Besonders dramatisch ist die aktuelle Situation in Großbritannien. Der Düngerhersteller CF Industries hat infolge der Energiekrise seine Werke in Großbritannien stillgelegt.“ Da jedoch als Nebenprodukt der Herstellung von Düngemittel CO2 erzeugt würde, welches für die Konservierung von Lebensmitteln unerlässlich ist, sei die Regierung eingeschritten und habe CF zur Wideraufnahme der Produktion gebracht.
Wie können Anleger profitieren?
„Derzeit ist es schwer den Überblick zu behalten, welche Unternehmen von den Entwicklungen profitieren und welche besonders zu kämpfen haben“, sagt Dr. Schmidt. Insbesondere für Energieversorger sei die Situation verzwickt. „Einerseits wollen die Versorger ihren Kunden möglichst niedrige Preise im Wettbewerb anbieten, was bei niedrigen Preisen für kurzfristige Verträge zwischen Versorger und Erzeuger von Strom spricht“, erklärt der Fondsmanager.
„Andererseits sind langfristige Verträge mit den Erzeugern für eine verlässliche Kalkulation der Versorger wichtig. Wenn sich ein Versorger aber zu lange auf zu hohem Preisniveau abgesichert hat, wird dieser im Fall eines Preisrutsches von der Konkurrenz, die sich kurzfristig abgesichert hat, überholt.“
Am Beispiel des britischen Energieversorgers Green werde deutlich, wieso es beim Investieren auf die gründliche Analyse der einzelnen Unternehmen ankomme. „Green hat aufgrund der geltenden Regularien kapituliert, die vorgeben, dass Kundenverträge nicht an aktuelle Marktsituationen angepasst werden können. Die Kosten für den Gaseinkauf liegen deutlich über dem Preis, den die Firma von seinen Endkunden verlangen darf.“
Auch wenn Green weder mit Aktien noch mit Anleihen am Kapitalmarkt vertreten ist, so zeigt dieses doch eindringlich, dass eine fundamentale Einzelfallanalyse sowie das Verständnis der wichtigsten Preismechanismen gerade bei kleineren Unternehmen besonders wichtig sind. Mindestens 6 weitere Energieversorger im Vereinigten Königreich haben alleine im September aufgegeben, da die Anbieter nicht auch die Erzeuger der Energie sind.

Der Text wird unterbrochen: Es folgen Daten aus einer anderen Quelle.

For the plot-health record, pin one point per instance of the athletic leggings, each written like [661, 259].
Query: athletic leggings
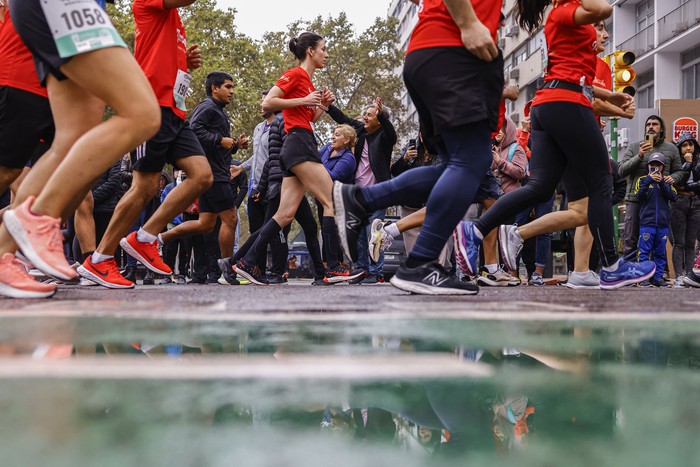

Konsequenzen für das Portfolio
„Zusammenfassend lässt sich sagen, dass Anleihen, die von Unternehmen aus der Energiebranche begeben werden, derzeit selten ein attraktives Investment darstellen“, sagt Dr. Schmidt. „Die Besitzer von Strom- oder Gasnetzen beispielsweise zahlen aktuell keine attraktiven Risikoprämien. Investoren halten sie zurecht für risikoarm, da ihr Geschäftsmodell kaum von Änderungen der Energiepreise abhängig ist und sie außerdem meistens noch teilweise im Staatsbesitz sind.“
Das wesentliche Risiko sei der potenzielle Ausfall eines oder mehrerer Kunden. „Klarer Gewinner der aktuellen Energiekrise sind die Gas- und Ölexplorationsunternehmen sowie die reinen Stromerzeuger, inklusive die aus Nachhaltigkeitsgründen zurecht gescholtenen Erzeuger von Kohlestrom, wenn sie über eigene Kohlevorkommen verfügen. In Deutschland gilt dieses nur für die Produzenten von Braunkohlestrom, Steinkohle wird schon länger nicht mehr abgebaut, sondern importiert. Aktuell liegt die Priorität der Verbraucher und energiekonsumierenden Unternehmen sicherlich bei der Versorgungssicherheit und weniger bei der Nachhaltigkeit.“
Das zeige sich auch daran, dass Kohlestrom in Deutschland die erneuerbaren Energien als wichtigsten Träger im ersten Halbjahr 2021 wieder abgelöst habe.